Hypothesis Testing – Why Not Always Use a Binomial Exact Test to Compare Two Proportions Instead of Chi Square?

binomial distributionchi-squared-testhypothesis testingproportion;r

I am trying to figure out what test I should use in the following scenario: I know that there is a lot of room for improvement in a specific area at work – being extremely critical, let's say that sampling $52$ observations, $31$ could be improved. After instituting an improvement / QA program for six months, let me assume that out of a sample of $55$ cases, there are only $11$ with residual flaws. The two samples are independent. We are therefore comparing two proportions: $p_{\text{ initial}} =\frac{31}{52}$ and $p_{\text{ final}} = \frac{11}{55}$.

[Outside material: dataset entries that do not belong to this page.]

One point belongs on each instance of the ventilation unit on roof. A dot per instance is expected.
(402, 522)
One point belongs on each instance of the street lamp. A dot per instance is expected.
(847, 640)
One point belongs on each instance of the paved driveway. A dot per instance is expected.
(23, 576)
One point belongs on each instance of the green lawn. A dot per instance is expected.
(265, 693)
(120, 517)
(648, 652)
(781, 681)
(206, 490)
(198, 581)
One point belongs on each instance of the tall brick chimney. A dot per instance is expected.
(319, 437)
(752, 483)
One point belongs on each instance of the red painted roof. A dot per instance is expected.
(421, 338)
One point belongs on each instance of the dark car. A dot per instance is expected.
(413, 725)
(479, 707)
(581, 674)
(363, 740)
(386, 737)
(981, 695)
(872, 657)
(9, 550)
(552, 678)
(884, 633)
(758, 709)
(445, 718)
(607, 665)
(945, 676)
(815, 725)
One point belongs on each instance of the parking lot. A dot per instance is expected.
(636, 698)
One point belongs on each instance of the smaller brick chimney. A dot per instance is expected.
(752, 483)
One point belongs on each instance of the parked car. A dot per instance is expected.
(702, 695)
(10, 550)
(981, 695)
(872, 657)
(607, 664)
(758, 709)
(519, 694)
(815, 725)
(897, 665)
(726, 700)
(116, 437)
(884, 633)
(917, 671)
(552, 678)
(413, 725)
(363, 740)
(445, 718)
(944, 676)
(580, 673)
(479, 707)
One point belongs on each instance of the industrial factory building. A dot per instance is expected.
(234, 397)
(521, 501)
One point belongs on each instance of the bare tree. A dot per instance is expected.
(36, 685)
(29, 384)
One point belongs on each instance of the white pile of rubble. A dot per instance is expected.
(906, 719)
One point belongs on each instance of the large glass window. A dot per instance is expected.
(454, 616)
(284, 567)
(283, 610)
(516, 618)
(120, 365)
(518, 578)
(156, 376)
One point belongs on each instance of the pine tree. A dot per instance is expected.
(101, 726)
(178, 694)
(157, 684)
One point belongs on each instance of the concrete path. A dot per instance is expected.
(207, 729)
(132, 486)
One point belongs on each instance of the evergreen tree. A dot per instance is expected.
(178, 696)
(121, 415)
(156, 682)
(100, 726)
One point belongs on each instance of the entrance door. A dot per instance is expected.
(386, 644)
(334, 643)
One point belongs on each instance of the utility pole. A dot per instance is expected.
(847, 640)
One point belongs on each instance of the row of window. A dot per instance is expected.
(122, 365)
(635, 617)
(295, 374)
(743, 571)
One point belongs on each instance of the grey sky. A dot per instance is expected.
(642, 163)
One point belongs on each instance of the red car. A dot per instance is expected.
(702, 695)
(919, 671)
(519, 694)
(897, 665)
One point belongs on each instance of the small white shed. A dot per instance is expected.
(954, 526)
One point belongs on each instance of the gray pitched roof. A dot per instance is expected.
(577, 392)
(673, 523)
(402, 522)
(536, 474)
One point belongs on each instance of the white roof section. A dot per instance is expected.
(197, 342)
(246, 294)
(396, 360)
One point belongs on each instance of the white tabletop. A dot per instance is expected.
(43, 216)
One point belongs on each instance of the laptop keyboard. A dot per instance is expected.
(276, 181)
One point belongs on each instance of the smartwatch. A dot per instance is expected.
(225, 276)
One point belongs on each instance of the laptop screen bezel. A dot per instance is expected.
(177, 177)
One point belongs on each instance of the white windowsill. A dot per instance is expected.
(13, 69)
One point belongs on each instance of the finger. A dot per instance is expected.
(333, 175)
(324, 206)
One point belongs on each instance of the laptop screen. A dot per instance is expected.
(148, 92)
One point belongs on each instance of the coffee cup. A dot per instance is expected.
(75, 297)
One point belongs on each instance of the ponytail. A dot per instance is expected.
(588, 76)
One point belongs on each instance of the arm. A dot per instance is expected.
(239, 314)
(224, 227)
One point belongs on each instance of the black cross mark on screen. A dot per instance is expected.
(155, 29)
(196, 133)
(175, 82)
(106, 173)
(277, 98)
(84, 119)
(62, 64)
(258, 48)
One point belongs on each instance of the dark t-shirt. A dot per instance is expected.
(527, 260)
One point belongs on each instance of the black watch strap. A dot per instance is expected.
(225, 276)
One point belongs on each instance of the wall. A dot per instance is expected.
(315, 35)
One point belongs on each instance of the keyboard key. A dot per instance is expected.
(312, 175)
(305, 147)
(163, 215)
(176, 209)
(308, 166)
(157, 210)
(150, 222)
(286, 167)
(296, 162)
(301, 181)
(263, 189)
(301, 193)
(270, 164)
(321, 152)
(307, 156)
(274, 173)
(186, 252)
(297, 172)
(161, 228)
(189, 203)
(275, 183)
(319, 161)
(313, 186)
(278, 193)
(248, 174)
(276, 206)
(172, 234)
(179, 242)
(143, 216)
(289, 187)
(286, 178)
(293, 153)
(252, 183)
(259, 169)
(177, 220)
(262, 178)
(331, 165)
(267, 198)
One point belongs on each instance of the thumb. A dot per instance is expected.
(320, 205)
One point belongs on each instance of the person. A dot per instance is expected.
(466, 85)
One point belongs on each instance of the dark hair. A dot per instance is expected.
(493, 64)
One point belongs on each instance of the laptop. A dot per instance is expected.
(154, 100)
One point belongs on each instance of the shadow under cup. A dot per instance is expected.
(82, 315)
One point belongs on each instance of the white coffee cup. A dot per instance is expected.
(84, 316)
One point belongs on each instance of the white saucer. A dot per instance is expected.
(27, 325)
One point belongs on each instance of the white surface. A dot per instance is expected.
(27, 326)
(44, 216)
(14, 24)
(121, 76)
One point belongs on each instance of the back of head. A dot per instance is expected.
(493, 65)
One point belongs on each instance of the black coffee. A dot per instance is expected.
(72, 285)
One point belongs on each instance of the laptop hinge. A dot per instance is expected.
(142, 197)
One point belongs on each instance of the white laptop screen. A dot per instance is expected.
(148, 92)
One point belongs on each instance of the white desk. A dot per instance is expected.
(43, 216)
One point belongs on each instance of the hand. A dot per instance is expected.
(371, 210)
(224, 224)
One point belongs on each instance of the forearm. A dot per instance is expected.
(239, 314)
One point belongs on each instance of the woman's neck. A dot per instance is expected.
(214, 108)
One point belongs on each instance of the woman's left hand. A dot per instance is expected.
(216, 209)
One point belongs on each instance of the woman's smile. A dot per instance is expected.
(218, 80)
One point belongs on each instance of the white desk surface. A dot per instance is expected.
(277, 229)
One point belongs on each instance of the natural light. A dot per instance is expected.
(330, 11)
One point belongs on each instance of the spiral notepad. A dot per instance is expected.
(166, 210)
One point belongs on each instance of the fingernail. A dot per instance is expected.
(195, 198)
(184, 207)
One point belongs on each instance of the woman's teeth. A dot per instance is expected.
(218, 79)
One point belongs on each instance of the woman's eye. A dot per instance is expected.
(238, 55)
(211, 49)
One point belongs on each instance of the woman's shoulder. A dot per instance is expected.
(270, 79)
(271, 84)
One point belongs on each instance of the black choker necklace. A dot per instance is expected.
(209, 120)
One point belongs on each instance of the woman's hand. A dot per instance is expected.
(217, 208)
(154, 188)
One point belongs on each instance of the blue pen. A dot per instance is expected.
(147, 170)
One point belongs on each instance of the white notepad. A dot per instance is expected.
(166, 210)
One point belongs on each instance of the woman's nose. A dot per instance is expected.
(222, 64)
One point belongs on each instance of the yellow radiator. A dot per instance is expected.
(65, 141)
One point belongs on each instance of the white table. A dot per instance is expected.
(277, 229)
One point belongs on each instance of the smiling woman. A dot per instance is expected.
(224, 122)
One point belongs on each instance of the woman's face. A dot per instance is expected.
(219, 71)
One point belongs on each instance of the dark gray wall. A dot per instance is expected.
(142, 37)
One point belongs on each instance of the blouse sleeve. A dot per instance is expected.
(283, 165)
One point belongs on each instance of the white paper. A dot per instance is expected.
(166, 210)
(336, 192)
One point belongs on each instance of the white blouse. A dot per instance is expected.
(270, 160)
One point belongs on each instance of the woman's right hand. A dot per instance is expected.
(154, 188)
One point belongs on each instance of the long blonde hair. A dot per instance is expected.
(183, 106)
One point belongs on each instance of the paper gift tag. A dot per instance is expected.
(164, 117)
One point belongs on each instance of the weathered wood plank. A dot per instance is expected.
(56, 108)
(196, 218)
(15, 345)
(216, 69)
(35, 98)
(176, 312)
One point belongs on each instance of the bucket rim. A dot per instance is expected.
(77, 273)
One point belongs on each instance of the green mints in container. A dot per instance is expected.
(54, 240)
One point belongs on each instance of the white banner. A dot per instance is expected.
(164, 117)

Although the numbers are exaggerated, I still want to see if the two proportions are statistically significantly different, and I think I have a couple of options: I can run an exact binomial test to calculate the probability that the new proportion of flawed observations, $\frac{11}{55}$, would occur if the actual underlying probability remained $\frac{31}{52}$. Alternatively, I can run a chi-squared test.

The chi-squared is an approximation, and what I have read is that it is to be applied when the total number of observations is too high. This is clearly not the case in the example; however, playing with the numbers in R, I couldn't see any delay or problems with the results even after using numbers $>10,000$. And there was no indication of any normal approximation being used.

So, if this is all true, why shouldn't we always opt for an exact binomial test, rather than a chi square?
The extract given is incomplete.